Should Trump win Arizona and keep Cruz below the 50 percent mark in Utah, while passing the 15 percent threshold himself in that state, he would need to take 51 percent of the outstanding delegates to secure a first ballot nomination. But if Cruz wins more than 50 percent, that number increases to 53 percent for Trump. If Cruz wins Arizona, Trump’s “need to win” number jumps to 58 percent.
The most recent Arizona poll, conducted on March 8 prior to Rubio’s withdrawal, showed Trump with a 14 point lead over Cruz in the state.
While Arizona, where Trump also benefits from the endorsements of former Governor Jan Brewer and Sheriff Joe Arpaio, looks to be a likely Trump win, Utah is another matter entirely.
The decision today to cancel the planned March 21 Fox News debate in Utah following Trump’s decision not to attend, and Kasich’s subsequent decision not to attend as well, adds a significant element of uncertainty to the outcome in Utah.
Cruz won an upset victory over Trump in nearby Idaho, with help from the state’s 19 percent Mormon population and Trump’s failure to visit the state.
It is currently unclear how much, if any, time Trump will spend in Utah prior to the March 22 caucus, but the Trump campaign tells Breitbart News an announcement of his scheduled events for the next week will be made Wednesday afternoon and posted to the campaign’s website.

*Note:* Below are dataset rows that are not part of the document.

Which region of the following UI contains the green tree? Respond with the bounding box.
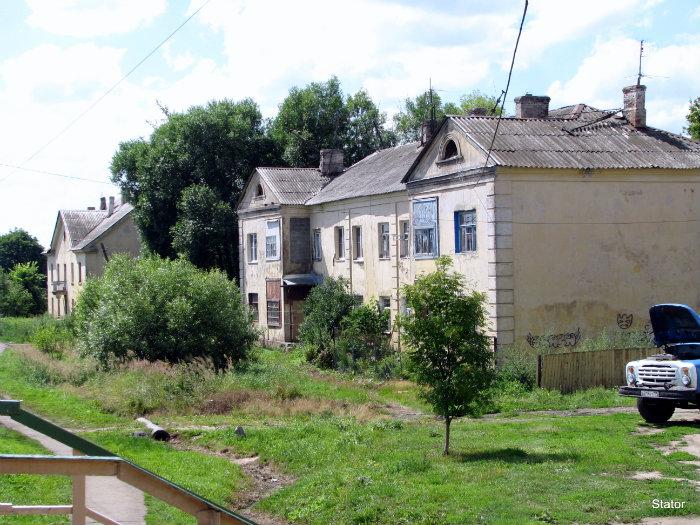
[0,262,46,317]
[686,97,700,140]
[344,90,396,165]
[400,256,494,455]
[0,229,45,274]
[271,76,348,167]
[74,255,257,370]
[110,99,278,279]
[394,89,501,143]
[298,276,356,368]
[336,300,392,369]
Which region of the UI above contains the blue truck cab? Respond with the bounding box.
[619,304,700,424]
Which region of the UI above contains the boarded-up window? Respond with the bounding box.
[290,217,311,263]
[413,198,438,258]
[266,279,281,327]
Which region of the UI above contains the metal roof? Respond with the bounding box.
[72,203,134,250]
[449,113,700,170]
[257,167,329,205]
[307,142,421,205]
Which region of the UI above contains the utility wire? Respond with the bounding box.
[0,163,111,184]
[0,0,212,185]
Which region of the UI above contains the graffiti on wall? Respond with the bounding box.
[616,313,633,330]
[526,327,581,349]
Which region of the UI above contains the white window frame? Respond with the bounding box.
[265,220,280,261]
[312,229,322,261]
[412,197,439,259]
[378,222,390,259]
[335,226,345,260]
[247,233,258,263]
[456,210,477,253]
[399,220,410,258]
[352,225,363,261]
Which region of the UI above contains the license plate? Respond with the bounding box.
[641,390,660,398]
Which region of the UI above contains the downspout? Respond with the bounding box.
[394,201,401,354]
[347,208,353,296]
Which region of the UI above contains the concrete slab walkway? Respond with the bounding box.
[0,341,146,524]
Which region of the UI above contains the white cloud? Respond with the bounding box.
[25,0,167,37]
[546,36,700,132]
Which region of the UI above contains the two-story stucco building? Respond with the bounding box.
[45,196,140,317]
[238,85,700,351]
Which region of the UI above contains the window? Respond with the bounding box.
[247,233,258,263]
[335,226,345,260]
[63,264,67,283]
[254,184,265,199]
[266,279,281,327]
[352,226,363,260]
[71,263,74,285]
[455,210,477,253]
[413,198,438,258]
[78,262,82,283]
[50,263,54,281]
[312,229,322,261]
[248,293,259,322]
[379,296,391,332]
[378,223,390,259]
[442,139,458,160]
[399,221,409,258]
[56,264,60,280]
[51,298,54,315]
[265,220,280,260]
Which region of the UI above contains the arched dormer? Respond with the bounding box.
[438,136,461,163]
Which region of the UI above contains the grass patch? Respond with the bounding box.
[0,426,71,524]
[0,316,63,344]
[187,413,700,525]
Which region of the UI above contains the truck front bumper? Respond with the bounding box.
[619,386,697,401]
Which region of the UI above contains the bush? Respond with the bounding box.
[495,343,537,390]
[0,262,46,317]
[32,324,73,358]
[335,301,392,371]
[74,255,257,370]
[0,315,60,343]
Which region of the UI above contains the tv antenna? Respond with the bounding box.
[637,40,644,86]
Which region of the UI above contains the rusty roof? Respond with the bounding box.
[257,167,330,205]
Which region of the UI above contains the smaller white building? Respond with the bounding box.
[45,196,140,317]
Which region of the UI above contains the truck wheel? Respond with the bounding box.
[637,398,675,424]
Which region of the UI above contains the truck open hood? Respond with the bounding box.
[649,304,700,347]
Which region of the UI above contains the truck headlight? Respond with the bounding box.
[627,366,636,385]
[681,367,692,387]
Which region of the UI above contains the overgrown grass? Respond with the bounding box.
[185,412,700,525]
[0,426,71,524]
[0,316,64,344]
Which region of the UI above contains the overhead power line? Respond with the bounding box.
[0,163,111,184]
[0,0,212,185]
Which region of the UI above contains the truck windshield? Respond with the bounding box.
[670,344,700,360]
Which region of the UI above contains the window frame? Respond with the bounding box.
[266,279,281,328]
[412,197,439,259]
[248,293,259,322]
[78,262,82,283]
[378,222,391,259]
[455,209,477,253]
[312,229,322,261]
[352,225,363,261]
[247,233,258,263]
[335,226,345,260]
[265,220,280,261]
[399,220,410,258]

If that schedule shows several trips to Utah as well as Arizona over the next week, it will be a clear signal Trump intends to contest both states.

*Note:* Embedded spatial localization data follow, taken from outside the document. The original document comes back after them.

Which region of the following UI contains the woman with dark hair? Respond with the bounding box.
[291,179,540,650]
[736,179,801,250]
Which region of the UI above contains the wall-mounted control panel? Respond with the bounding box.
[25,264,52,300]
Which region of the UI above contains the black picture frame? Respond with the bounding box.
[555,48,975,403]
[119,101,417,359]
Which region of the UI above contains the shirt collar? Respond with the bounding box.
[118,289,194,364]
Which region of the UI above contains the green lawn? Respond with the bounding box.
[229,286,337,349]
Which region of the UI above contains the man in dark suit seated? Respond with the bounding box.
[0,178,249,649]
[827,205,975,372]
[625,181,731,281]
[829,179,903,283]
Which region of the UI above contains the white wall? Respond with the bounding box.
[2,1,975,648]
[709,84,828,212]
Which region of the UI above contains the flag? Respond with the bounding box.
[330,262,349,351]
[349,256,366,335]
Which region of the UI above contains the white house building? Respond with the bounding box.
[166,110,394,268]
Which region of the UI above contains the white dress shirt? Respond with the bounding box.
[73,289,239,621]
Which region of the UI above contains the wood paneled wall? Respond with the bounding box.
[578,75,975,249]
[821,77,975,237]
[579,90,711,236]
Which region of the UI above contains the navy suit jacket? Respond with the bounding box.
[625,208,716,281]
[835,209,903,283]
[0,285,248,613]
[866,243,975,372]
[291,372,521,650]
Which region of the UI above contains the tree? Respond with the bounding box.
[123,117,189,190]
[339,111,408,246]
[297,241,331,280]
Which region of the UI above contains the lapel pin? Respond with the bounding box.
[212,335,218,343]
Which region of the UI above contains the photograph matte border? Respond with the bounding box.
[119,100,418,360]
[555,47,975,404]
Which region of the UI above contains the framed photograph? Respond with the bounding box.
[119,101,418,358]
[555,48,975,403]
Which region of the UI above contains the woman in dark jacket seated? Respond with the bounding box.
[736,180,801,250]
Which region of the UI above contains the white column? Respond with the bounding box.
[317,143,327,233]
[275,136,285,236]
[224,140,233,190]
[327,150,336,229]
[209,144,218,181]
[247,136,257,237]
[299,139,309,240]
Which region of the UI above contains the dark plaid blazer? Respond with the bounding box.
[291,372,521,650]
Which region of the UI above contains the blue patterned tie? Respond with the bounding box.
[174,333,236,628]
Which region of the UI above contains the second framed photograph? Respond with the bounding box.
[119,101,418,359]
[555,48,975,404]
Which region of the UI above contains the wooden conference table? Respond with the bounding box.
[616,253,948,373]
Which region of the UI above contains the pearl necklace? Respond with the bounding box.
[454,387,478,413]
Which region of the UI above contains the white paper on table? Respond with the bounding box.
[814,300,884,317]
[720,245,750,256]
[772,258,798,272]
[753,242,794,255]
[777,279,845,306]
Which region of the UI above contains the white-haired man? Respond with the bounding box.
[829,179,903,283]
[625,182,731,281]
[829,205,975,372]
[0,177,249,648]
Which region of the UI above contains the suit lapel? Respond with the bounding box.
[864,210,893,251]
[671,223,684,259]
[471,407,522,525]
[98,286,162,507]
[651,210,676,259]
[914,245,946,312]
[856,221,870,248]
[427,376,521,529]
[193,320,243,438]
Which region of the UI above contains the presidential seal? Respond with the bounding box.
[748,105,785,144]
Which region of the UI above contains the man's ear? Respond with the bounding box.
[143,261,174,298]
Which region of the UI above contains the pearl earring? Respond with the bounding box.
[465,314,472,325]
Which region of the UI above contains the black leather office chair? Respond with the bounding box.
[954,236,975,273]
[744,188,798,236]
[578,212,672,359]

Utah, where more than 55 percent of the residents are Mormons, is the only state that has a higher percentage of the population that is Mormon than Idaho.

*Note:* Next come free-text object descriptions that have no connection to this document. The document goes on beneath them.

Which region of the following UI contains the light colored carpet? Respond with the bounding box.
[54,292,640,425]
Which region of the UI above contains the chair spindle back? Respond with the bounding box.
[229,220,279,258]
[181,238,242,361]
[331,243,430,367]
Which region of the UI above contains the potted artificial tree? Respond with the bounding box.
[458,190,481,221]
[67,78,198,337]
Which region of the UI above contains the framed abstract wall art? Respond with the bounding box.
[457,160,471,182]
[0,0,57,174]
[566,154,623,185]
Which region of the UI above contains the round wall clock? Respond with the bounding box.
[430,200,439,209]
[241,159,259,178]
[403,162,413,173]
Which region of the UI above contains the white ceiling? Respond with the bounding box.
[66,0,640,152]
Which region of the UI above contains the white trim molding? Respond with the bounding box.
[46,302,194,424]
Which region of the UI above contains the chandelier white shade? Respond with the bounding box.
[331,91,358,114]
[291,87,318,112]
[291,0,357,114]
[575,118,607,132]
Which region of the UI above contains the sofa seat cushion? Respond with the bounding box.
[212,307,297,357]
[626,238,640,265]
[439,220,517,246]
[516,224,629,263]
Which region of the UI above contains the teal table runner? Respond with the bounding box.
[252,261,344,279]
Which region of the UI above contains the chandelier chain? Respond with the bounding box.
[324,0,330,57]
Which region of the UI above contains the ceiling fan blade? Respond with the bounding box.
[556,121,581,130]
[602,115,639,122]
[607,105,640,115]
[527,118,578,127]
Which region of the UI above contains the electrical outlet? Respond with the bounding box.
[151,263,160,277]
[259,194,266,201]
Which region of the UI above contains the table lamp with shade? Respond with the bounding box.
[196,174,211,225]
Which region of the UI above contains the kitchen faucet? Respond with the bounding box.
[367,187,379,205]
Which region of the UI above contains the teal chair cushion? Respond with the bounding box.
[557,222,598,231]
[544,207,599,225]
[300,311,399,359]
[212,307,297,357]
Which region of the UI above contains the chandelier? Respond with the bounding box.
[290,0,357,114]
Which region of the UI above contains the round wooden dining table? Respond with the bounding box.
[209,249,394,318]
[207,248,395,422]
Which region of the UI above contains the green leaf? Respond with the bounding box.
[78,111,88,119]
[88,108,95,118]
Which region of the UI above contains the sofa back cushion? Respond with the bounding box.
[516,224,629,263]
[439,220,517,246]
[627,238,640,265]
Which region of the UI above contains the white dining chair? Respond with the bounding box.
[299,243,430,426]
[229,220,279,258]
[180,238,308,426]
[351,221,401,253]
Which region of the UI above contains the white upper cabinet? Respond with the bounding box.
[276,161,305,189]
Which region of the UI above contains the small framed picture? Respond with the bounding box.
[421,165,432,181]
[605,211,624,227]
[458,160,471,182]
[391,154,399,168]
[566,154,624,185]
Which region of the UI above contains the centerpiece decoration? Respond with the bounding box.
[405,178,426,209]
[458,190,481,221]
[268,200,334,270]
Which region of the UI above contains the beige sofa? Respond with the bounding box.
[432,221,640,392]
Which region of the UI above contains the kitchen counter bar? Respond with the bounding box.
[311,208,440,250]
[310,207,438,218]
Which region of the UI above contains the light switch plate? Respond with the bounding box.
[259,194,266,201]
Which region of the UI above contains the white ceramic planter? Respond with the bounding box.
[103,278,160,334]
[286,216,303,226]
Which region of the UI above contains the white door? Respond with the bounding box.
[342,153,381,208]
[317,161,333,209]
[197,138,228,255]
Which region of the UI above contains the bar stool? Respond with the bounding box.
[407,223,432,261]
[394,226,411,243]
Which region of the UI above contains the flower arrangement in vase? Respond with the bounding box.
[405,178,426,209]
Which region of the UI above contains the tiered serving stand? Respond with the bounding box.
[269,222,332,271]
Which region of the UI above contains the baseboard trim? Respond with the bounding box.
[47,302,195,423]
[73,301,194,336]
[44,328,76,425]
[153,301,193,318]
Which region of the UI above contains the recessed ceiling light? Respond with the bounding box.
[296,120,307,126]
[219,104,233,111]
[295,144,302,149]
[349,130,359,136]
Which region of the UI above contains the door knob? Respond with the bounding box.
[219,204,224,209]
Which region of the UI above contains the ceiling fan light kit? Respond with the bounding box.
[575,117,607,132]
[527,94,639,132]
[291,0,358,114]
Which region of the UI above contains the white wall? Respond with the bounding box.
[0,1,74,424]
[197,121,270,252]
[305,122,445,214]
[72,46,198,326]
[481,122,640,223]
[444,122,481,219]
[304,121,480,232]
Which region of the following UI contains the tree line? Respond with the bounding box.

Governor Mitt Romney, a Mormon with strong ties to the state where he helped lead the 1998 Winter Olympics out of financial trouble, chose Utah as the venue to make his recent anti-Trump pronouncement.
While Romney campaigned with Kasich in Ohio, he did not endorse him, and it is unclear if he will choose to strategically campaign with Cruz, who was leading both Trump and Kasich in a February poll taken there prior to Sen. Marco Rubio’s withdrawal from the race.
Presumably, Cruz is the favorite to win more than a majority of the votes in the Utah caucus, a form of delegate selection where he has historically performed better than Trump. Note, for instance, the recent huge Cruz victories in two caucus states, Kansas and Wyoming.
But Ohio Governor John Kasich, the third candidate remaining in the race, has made it clear he intends to compete in Utah, with several town halls already scheduled there for March 18.
If Trump were to win Arizona, hold Cruz below 50 percent in Utah, and lose winner-take-all Nebraska and Montana while winning in winner-take-all Delaware and New Jersey, his “need to win” number of remaining delegates would jump from 43 percent if he took all four to 51 percent.
The most recent poll shows Trump with a 27 point lead in New Jersey, but Nebraska, next door to Iowa and Kansas, where Cruz won, and Montana, next door to Idaho where Cruz also won, probably lean to Cruz now, although polling in either state is sparse.
The bottom line on the race for the GOP nomination is that Trump’s ability to convert his frontrunner status to first ballot nominee is still unknown.
Politico made a more definitive prognostication that predicted Republican chaos if Trump did not win both Florida and Ohio:
But if Trump doesn’t win both states [Florida and Ohio], the GOP is likely to find itself in Cleveland with no candidate above the 1,237-delegate majority needed to claim the nomination. If that happens, the Republican Party’s own rules lock in a quagmire in Cleveland—and likely a multi-ballot, no-holds-barred convention.
Kasich’s win in Ohio, however, does not mean Trump cannot win the nomination on a first ballot. Whether he will be able to secure a first ballot victory is a matter to be determined week by week as he, Cruz, and Kasich slug it out in the remaining states, each of which has unique circumstances and its own delegate selection process.
In other words, expect hand-to-hand combat in each state as Trump, Cruz, and Kasich exhaust every effort to secure every last possible delegate between now and the July 18 convention.